Post

Exploring Partitioning in PostgreSQL

This post discusses performance optimization techniques using RANGE partitioning in PostgreSQL. It provides tips and examples to enhance data retrieval efficiency.

Exploring Partitioning in PostgreSQL

This content only covers RANGE partitioning.

The simplest way to optimize performance in a database is indexing. Most RDBMS use B-Tree due to its structure, allowing data to be read with a time complexity of O(logN).

log₂(1,000,000,000) is approximately 30. Searching through a billion data entries requires only 30 iterations!

However, indexing does not solve everything.

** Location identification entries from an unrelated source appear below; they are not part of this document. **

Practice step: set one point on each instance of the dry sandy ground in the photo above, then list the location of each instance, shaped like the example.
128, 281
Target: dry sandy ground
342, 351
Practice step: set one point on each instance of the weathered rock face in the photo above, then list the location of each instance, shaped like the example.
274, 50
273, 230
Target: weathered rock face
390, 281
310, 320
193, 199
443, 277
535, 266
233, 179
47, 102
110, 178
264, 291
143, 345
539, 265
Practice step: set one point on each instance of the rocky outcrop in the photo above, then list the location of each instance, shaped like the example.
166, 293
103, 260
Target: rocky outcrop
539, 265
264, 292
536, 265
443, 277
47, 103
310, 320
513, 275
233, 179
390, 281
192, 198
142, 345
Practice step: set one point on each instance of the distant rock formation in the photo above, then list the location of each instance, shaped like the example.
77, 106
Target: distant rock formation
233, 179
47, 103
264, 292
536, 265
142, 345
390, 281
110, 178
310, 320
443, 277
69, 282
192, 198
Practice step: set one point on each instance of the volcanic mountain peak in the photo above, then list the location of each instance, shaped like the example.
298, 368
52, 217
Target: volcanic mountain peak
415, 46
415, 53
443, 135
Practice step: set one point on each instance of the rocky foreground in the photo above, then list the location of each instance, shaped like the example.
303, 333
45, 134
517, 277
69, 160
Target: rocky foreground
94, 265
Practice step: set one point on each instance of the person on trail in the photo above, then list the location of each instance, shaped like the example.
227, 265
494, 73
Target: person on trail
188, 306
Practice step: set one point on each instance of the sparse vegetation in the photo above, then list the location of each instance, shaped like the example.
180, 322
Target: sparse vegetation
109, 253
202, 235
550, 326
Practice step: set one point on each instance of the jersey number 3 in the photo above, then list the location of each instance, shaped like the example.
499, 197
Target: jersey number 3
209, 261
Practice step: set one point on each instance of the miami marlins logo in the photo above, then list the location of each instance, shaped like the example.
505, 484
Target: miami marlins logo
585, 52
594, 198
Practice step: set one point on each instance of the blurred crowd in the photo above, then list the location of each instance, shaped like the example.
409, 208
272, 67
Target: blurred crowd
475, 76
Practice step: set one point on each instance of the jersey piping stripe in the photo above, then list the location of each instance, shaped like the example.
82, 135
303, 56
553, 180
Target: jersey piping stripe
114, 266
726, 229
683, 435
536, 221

In the end, INSERT, UPDATE, DELETE operations require modifications to the index tree (causing I/O load, write amplification, etc.).

Additionally, sequential values (id, timestamp) are only inserted into the rightmost leaf page in a B-Tree structure. -> They compete to lock the latch of the page (Last Page Hotspot) => Potentially causing performance degradation.

Of course, this may vary depending on the RDBMS. PostgreSQL remembers the previously inserted page, and if it’s the ‘right leaf’, it caches the block and tries immediately. Re: pgsql: Optimize btree insertions for common case of increasing values Refer to the _bt_search_insert() part in the PostgreSQL Source Code.

  • It checks if the page is still the rightmost leaf page, if there is enough space to insert the new tuple, and if the key being inserted is greater than the highest key on the page. -> If it passes the process, it returns NULL, caching the existing block.

Anyway, if you feel the limitations of indexes or if your data characteristics are like the ones below, consider applying partitioning.

If data does not require querying all entries?

  • Data for users’ daily or monthly service usage: credits, cookies, points, etc.
  • Archive data: user activity log, admin user audit log, data change history

Not all table data is used, so there’s no need to manage or process them together.

Table Structure

Limitations of a Single Table

  • A single logical table maps onto a single heap file set on the disk, storing all tuples of the table. When INSERT occurs, data is placed sequentially in the empty spaces of the heap file, and the index stores these addresses.

If such a heap file exceeds a certain size (default 1 GB), a new heap file is created, and data continues to be stored. (This collection of files is the heap file set) -> As the table grows, the size of these files can reach hundreds of GB or TB.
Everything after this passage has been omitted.